It's already been driving secretly on real racetracks.
Roborace’s Robocar has a testbed, and it’s called DevBot. A secret until Monday, it’s the preliminary step in Roborace’s mission to make an autonomous electric supercar.
The black, buglike vehicle looks nothing like the stunning Robocar it supports, though it has the same drivetrain, sensors, and communication and processing technology. Here’s the key difference: It has a cockpit for a driver. Developers competing to program the Robocar will be able to drive or ride in DevBot to test their software.
Roborace has already been testing the custom-made DevBot on real racetracks and airfields, prior to revealing it on Monday. It will be shown to the public on August 24 at the Formula E open practice sessions in the United Kingdom’s Donington Park raceway.

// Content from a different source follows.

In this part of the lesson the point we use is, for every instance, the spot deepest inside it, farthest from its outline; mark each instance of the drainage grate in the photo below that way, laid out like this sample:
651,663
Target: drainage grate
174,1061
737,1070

Teams competing to program the Robocar will use the test car during a pre-qualifying process scheduled to start in September. The actual Roborace is scheduled to take place in about six months, pitting multiple Robocars against each other in a special event during the Formula E 2016/2017 season.
The brains of the Robocar and the DevBot is an Nvidia Drive PX 2 supercomputer that’s about the size of a lunchbox. Sporting dual Tegra CPUs and dual Pascal GPUs, the Drive PX 2 can manage the flood of input from cameras, radar, and other sensors in real time so the car can drive itself.
Why this matters: The DevBot is part of an ambitious plan by the Roborace team to raise the public profile of autonomous driving technology by proving it’s safe even at high speeds. That may be particularly important after Tesla’s deadly Autopilot crash. Even Ford’s bold commitment to mass production isn’t projected to happen until 2021, so the Roborace, if successful, may inject some much-needed positive excitement into the self-driving space.